There is always the risk of adverse reaction when a patient needs anesthesia. The P (physical status) modifiers indicate the patient’s physical status pre-anesthesia, which paints a better picture of the overall encounter. The modifiers are as follows:
- Modifier P1 (A normal healthy patient) Healthy, non-smoking, no or minimal alcohol use. Most children and some patients under 30 years would fall into this category.
- Modifier P2 (A patient with mild systemic disease) Mild diseases only. Examples include (but not limited to) current smoker, social alcohol drinker, pregnancy, Obesity (BMI <40), and well controlled DM/HTN.
- Modifier P3 (A patient with severe systemic disease) One or more moderate to severe diseases. Examples include (but not limited to) Poorly controlled DM/HTN, COPD, Morbid Obesity (BMI >40), ESRD with Regular Dialysis, and patients more than 3 months since an MI, CVA, TIA or CAD/Stents.
- Modifier P4 (A patient with severe systemic disease that is a constant threat to life) indicate a moderate to constant threat to a patient’s life when undergoing surgery. Examples include (but not limited to) Recent (<3 month) MI, CVA, TIA or CAD/Stents, Valve disfunction, DIC, ARD, or ESRD without dialysis.
- Modifier P5 (A moribund patient who is not expected to survive without the operation) The surgery could be lifesaving or life threatening, but without the surgery, the patient will surely die. Examples included (but not limited to) Ruptured Abdominal or Thoracic aneurysm, massive trauma, intracranial bleed with mass effect, or multiple organ/system dysfunction.

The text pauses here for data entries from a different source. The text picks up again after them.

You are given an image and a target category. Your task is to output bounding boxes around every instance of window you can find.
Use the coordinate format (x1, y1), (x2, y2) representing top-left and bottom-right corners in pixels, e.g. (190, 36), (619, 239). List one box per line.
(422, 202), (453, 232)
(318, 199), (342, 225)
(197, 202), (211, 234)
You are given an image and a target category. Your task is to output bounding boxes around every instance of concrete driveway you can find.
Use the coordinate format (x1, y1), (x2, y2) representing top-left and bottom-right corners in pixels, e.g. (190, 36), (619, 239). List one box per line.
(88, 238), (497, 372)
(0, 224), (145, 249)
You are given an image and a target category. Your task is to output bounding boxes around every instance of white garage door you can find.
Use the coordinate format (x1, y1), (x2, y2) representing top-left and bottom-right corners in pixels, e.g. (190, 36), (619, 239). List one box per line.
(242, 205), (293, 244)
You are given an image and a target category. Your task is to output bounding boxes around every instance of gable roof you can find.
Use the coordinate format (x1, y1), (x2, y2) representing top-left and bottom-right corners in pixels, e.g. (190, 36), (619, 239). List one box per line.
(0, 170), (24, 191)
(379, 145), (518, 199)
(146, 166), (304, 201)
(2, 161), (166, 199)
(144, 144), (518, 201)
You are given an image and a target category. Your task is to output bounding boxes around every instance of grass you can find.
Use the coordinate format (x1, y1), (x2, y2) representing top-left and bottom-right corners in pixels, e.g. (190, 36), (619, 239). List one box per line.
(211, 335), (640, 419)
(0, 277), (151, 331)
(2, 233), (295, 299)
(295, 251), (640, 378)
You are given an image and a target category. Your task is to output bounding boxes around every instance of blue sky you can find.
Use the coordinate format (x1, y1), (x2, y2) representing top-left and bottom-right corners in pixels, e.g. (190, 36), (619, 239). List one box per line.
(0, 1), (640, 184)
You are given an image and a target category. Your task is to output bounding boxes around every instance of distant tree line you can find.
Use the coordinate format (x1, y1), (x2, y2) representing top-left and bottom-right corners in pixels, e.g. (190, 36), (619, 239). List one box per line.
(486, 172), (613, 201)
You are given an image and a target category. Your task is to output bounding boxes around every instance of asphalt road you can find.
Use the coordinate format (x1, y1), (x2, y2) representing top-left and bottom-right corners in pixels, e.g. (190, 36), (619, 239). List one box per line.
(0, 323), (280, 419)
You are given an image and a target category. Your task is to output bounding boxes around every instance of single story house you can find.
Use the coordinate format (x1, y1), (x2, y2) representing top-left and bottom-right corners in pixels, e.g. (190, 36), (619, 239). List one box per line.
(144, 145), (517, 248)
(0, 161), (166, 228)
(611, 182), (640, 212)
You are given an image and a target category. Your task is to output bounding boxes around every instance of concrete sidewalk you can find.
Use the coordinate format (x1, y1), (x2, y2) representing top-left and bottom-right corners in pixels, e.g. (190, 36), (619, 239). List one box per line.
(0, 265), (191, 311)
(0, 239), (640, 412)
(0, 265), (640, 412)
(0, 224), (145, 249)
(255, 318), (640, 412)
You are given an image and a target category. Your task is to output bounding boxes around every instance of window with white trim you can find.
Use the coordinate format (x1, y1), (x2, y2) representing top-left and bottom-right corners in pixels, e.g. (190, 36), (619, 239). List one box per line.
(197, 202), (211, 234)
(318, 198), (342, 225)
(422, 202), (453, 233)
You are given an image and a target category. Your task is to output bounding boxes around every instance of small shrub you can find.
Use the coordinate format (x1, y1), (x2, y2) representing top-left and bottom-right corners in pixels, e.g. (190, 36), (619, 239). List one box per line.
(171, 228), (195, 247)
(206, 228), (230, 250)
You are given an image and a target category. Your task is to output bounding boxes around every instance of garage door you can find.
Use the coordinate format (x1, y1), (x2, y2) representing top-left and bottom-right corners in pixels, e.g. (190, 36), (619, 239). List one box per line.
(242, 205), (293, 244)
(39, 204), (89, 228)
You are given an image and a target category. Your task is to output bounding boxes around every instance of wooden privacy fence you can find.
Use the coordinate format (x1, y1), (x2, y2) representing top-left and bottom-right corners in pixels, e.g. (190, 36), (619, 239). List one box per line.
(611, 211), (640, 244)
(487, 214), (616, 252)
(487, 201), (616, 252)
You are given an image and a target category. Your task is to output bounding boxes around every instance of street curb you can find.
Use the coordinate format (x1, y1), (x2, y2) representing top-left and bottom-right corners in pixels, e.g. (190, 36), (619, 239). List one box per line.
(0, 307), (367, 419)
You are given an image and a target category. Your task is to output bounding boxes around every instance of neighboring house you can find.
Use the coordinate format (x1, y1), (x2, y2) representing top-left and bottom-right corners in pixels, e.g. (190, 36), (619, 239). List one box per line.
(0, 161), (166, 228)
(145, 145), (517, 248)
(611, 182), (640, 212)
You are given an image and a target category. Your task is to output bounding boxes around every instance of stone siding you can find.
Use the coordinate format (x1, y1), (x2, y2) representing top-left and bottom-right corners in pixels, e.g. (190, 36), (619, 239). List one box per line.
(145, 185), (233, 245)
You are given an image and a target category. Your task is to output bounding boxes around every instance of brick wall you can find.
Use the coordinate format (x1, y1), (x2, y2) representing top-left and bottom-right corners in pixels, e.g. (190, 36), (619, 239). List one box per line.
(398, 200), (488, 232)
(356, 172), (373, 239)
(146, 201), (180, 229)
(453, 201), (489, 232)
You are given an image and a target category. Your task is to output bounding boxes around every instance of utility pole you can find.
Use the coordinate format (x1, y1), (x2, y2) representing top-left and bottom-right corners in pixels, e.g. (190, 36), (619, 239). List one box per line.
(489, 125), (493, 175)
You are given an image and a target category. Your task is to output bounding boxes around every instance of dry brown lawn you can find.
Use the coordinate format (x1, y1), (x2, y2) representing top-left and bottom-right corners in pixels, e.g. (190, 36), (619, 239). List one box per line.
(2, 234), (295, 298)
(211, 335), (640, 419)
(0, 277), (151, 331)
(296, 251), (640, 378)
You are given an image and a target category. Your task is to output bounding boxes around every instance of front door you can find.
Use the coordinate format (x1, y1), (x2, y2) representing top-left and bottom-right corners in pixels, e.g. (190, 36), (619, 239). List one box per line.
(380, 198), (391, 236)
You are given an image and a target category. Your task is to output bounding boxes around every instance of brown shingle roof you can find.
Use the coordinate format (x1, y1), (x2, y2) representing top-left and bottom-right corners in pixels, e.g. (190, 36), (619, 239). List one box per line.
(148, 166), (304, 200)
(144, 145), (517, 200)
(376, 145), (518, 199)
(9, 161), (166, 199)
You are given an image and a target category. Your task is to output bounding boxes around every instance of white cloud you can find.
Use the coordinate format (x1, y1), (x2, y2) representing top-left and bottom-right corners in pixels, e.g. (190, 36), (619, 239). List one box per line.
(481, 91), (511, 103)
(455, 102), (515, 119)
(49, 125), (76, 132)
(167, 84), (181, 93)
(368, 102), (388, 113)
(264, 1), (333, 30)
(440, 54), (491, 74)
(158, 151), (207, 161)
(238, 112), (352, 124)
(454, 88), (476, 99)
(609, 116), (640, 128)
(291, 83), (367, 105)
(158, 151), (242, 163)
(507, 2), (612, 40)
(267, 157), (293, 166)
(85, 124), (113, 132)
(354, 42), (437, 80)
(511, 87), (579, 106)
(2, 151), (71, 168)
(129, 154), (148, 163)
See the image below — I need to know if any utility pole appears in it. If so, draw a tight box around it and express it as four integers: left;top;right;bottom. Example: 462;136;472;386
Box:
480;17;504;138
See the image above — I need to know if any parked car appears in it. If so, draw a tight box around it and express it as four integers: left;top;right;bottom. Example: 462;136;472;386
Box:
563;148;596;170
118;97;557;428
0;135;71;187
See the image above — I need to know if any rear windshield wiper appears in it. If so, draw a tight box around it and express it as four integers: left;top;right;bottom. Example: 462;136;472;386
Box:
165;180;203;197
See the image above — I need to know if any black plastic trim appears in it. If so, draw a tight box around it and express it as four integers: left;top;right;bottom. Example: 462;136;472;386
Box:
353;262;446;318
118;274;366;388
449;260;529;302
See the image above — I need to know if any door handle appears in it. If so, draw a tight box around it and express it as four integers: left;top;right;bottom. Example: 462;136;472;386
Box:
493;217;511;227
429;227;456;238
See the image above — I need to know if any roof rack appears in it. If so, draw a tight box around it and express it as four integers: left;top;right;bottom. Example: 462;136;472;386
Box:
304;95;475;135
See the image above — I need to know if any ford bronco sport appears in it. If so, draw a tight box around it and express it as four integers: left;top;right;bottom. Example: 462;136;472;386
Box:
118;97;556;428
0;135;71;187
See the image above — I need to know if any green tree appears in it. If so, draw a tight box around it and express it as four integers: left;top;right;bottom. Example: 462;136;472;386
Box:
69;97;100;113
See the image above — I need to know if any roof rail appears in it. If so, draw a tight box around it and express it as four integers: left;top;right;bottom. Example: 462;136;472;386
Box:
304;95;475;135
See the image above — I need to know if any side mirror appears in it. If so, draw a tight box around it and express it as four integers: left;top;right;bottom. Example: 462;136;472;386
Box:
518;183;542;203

- Modifier P6 (A declared brain-dead patient whose organs are being removed for donor purposes) indicates a patient who is brain-dead but the body is still alive. You’ll typically use P6 for a patient who is receiving anesthesia to harvest organs before the provider removes life support.
Though some payers — including traditional Medicare — will not pay anything extra for P modifiers, payers might require the modifiers to prove medical necessity for other anesthesia services in certain situations. The patient’s physical status must be documented in the patient’s medical record, regardless of whether you’ll be reimbursed for it.